That is about all I have left to work, I cant believe it is almost over. This year I cant say that I am sad it will be over. Its been a rough one for me... Next year will be better :). I SOOOOOOOO cant wait to be able to tat I got so many ideas rolling around in my pea brain LOL I am working on 1 thing and hope to get my other works in progress finished up too, plus all the beads I bought are calling to me to be made into some awesome jewelry.
I cant wait to get back into my photography too. I really miss just taking a walk and snapping pictures, my dog Brucie loves to walk with me he is so good once we get off the road and in the woods he can run without the leash he is so good and its nice to have a walking buddy. I plan on getting back on track with my diet, I gained a bit of weight over tax season but it comes from snacking at my desk. I have started the special K plan, its not really hard to stick with and it involves my favorites waffles, fruit and cereal :). I really hope I can stick with it this time, I usually get upset and let my emotions get the better of me, (i eat when stressed or upset)
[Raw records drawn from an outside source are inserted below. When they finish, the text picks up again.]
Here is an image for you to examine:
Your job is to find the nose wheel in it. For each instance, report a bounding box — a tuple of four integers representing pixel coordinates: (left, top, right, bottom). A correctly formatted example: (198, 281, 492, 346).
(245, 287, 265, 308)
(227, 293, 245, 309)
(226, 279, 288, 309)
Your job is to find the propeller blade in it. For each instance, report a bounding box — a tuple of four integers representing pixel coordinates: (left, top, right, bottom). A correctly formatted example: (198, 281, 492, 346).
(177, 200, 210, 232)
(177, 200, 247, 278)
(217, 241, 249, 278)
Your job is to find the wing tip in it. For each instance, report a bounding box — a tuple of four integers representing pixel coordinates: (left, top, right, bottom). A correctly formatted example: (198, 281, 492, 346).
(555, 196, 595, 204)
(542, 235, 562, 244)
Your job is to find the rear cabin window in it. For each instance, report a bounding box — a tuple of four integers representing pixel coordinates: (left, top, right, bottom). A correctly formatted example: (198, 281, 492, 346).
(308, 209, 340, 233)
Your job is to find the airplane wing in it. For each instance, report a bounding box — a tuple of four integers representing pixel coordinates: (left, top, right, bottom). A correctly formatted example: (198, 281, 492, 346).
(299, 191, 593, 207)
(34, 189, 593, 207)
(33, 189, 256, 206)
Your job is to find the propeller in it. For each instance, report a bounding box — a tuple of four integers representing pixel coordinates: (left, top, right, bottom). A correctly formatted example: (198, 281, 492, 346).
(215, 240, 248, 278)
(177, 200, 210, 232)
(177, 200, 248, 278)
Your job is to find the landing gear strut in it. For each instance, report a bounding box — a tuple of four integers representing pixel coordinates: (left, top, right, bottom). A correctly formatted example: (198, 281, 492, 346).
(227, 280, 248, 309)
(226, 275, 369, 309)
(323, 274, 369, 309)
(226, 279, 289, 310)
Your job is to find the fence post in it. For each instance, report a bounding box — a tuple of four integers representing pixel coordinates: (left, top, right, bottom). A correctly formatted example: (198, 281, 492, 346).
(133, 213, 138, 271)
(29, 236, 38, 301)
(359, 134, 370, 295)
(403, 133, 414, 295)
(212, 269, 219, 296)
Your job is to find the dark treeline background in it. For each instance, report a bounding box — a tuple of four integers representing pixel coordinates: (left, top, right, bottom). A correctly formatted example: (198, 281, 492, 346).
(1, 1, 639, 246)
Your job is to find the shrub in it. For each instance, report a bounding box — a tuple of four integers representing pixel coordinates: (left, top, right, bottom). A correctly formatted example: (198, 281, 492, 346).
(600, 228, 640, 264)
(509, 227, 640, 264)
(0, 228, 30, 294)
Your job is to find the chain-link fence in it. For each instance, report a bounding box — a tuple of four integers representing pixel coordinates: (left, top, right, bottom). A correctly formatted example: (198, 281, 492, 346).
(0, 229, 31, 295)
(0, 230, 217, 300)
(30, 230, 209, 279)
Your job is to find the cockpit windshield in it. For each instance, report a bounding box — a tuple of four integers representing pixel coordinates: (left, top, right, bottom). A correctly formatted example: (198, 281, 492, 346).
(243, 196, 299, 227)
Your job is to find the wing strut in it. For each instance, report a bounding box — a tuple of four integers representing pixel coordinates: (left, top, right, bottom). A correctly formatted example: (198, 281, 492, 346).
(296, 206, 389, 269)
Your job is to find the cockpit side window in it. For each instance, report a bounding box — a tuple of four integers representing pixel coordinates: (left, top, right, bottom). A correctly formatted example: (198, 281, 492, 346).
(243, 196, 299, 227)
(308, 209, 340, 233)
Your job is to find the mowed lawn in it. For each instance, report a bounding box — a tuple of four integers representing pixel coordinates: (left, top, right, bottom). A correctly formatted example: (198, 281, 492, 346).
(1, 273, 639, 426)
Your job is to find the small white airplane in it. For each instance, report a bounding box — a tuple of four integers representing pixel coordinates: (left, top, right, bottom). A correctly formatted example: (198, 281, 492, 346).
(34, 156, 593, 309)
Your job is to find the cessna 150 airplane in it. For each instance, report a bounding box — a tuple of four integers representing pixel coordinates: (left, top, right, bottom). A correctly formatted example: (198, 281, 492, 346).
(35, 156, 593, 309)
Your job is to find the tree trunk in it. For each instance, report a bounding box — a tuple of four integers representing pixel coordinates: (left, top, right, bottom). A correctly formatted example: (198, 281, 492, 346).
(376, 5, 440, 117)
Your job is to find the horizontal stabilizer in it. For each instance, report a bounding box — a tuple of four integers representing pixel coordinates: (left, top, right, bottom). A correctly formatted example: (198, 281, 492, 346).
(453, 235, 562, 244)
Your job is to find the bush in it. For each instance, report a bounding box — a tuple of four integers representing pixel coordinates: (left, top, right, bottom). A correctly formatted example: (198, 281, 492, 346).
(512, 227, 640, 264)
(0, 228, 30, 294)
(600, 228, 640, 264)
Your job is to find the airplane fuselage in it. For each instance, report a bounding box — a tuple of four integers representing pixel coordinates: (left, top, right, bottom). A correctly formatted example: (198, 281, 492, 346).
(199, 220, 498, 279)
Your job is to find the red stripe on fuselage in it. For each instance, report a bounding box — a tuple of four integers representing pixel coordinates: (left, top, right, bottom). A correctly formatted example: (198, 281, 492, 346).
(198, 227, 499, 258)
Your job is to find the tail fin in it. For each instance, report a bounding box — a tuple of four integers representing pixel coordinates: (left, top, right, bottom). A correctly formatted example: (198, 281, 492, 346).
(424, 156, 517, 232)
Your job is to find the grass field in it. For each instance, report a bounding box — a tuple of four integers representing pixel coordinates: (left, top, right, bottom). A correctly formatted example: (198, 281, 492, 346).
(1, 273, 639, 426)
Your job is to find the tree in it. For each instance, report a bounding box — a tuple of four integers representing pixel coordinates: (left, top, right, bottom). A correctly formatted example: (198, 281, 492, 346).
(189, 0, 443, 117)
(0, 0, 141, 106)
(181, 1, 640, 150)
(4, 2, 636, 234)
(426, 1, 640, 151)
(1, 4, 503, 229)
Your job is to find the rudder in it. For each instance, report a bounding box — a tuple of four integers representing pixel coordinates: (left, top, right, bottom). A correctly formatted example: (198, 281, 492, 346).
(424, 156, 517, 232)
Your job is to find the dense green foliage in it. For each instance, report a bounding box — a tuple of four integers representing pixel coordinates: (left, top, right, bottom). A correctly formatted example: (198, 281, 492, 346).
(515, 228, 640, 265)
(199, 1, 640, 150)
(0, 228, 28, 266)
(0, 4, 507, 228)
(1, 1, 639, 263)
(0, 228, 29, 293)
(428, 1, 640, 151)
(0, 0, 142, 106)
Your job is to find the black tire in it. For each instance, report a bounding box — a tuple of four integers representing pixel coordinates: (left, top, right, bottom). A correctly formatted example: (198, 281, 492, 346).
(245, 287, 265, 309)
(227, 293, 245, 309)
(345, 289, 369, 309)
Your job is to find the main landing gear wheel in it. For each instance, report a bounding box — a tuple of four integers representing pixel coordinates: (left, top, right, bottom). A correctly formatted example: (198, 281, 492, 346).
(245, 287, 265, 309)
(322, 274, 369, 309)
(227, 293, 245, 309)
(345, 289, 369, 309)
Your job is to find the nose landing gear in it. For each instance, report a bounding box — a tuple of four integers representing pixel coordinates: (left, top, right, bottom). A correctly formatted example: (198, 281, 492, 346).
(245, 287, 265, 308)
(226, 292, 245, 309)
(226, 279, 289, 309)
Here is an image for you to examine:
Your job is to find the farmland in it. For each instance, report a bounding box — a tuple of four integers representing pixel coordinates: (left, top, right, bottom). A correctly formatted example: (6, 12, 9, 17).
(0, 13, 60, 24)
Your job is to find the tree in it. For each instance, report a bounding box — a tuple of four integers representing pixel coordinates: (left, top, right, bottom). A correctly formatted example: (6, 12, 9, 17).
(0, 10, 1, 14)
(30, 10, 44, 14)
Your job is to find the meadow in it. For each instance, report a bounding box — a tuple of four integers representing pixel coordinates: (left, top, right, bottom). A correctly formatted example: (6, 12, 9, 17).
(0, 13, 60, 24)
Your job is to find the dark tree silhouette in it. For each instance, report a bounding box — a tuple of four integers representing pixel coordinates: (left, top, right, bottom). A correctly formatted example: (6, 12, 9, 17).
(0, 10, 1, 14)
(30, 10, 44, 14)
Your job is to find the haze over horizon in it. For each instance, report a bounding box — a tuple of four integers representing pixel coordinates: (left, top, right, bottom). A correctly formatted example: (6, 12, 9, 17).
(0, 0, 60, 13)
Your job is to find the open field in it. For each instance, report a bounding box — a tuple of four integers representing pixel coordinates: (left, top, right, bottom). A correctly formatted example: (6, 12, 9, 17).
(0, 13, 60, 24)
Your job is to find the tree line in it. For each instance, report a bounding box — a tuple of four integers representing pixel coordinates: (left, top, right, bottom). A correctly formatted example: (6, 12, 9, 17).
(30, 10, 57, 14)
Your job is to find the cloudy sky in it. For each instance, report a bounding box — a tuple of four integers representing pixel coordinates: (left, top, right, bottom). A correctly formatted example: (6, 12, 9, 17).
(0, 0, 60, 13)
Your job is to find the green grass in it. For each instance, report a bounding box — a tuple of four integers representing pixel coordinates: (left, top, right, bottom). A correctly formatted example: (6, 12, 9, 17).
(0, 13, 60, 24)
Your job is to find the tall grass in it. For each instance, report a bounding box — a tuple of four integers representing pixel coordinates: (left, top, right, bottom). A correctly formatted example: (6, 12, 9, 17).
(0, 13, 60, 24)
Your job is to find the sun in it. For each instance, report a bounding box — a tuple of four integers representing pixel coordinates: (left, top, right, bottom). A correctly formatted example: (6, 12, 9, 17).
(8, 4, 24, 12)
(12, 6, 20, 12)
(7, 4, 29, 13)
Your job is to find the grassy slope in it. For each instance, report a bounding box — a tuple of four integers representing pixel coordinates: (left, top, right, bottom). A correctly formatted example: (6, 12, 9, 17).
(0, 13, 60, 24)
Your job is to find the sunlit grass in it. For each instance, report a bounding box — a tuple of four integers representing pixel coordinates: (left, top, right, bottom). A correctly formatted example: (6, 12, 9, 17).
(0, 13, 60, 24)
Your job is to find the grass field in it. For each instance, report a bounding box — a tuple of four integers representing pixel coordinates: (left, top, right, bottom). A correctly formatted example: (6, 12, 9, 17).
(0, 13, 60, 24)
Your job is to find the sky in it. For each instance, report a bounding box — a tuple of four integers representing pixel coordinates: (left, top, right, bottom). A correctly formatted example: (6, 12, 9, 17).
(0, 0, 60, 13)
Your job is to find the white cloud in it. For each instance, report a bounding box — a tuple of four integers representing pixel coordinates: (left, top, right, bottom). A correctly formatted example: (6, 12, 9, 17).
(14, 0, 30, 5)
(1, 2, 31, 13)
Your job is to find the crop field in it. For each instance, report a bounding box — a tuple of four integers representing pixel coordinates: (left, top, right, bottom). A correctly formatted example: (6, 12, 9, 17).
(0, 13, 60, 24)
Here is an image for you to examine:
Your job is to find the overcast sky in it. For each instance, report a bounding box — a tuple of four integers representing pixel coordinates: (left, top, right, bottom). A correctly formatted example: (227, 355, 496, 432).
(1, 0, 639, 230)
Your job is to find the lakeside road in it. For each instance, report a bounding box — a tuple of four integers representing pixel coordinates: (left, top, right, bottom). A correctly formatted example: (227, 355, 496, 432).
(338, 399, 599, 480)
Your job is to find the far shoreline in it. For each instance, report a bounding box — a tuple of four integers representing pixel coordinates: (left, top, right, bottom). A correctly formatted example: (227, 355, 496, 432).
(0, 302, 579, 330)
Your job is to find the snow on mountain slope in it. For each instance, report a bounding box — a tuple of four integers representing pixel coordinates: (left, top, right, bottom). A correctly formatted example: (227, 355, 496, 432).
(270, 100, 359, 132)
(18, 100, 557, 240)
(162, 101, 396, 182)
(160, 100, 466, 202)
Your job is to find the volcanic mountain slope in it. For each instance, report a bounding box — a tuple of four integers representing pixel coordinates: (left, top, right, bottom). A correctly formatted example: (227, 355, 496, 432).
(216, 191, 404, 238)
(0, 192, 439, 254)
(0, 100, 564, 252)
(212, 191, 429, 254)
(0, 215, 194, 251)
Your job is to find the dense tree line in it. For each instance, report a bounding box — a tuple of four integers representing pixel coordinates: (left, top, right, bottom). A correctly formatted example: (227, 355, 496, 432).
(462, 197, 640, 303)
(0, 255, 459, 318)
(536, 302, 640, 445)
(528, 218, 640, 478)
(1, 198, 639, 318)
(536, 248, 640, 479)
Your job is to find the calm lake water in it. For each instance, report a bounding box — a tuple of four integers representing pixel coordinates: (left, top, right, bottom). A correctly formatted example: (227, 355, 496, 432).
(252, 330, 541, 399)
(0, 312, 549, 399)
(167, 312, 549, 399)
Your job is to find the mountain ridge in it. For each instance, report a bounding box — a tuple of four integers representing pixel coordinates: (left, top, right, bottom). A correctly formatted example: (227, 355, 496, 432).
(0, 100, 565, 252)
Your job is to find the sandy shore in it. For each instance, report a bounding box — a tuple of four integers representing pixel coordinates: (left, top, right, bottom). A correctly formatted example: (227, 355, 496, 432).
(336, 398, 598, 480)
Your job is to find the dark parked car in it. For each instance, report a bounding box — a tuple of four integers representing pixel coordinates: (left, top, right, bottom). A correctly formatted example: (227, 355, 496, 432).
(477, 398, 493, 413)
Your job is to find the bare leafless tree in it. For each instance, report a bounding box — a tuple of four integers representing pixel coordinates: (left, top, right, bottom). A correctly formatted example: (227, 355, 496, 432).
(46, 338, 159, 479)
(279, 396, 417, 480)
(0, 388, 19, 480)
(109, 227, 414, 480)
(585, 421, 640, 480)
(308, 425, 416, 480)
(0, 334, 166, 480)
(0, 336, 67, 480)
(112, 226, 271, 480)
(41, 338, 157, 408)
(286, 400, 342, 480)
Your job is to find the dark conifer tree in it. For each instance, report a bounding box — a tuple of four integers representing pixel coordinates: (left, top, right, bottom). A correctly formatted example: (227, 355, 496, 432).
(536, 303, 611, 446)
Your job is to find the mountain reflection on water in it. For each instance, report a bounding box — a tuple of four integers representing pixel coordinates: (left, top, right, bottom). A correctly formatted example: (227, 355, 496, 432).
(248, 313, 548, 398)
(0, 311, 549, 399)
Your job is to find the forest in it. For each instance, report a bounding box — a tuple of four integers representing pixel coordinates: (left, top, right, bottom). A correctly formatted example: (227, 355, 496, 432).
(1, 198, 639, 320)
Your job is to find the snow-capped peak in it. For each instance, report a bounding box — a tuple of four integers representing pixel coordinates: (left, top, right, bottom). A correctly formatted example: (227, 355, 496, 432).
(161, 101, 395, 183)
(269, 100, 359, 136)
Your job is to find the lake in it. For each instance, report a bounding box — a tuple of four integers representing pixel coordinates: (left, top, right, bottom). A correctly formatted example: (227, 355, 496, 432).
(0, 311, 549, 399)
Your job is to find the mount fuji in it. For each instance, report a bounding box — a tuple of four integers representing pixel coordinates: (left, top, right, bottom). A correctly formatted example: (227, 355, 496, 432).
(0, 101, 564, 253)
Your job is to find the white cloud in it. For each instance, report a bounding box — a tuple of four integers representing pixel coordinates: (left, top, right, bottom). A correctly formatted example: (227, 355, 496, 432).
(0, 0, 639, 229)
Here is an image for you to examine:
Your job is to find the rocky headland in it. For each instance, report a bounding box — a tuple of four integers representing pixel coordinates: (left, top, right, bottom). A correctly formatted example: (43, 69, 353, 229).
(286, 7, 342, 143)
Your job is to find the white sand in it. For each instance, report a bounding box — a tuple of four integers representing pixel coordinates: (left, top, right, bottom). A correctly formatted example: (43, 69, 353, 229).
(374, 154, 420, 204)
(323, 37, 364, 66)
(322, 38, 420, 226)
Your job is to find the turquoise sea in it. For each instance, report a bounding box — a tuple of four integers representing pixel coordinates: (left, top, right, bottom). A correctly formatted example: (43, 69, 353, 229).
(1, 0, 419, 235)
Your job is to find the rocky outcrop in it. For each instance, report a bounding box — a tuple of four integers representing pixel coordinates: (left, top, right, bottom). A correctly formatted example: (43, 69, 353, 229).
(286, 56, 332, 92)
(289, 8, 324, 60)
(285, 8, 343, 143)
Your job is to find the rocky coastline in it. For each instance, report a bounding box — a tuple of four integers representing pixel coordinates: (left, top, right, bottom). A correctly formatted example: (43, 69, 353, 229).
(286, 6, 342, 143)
On a bit of a sadder note well sad for me anyways, there will be no wedding. Each time I mention it Dave scowls at me and I told him to tell me why he keeps doing that. He replied with "I think you know" I did know but wanted to hear it from him. He dosent want to :( To avoid the hassle I just said fine, we wont have it. So there went my beautiful little wedding, my dress, the girls dresses etc.. everything I was going to make. This is one thing that I will always be hurt about with him. I just dont understand it, but hey I should have known with past experience on this subject. I knew I shouldnt have bought the patterns and started planning a few things. :(::.. Dave told me to make my dress anyways, I see no point. So I have a pretty engagement ring with no wedding, it sucks but I will deal with it. My kids are being little monsters right now too, its all making me crazier than I already am. I feel all this stuff is MY fault, I know its not, I just gotta keep telling myself this...
There was my sob story HA HA! I cant wait to start tatting again and walking and taking pictures. I want to get out to the lake too, the geese are coming in, a friend of mine was out there over the weekend and she said she seen quite a few. That is another thing I havent seen my dear friend for ever we so need to get our schedules back in order.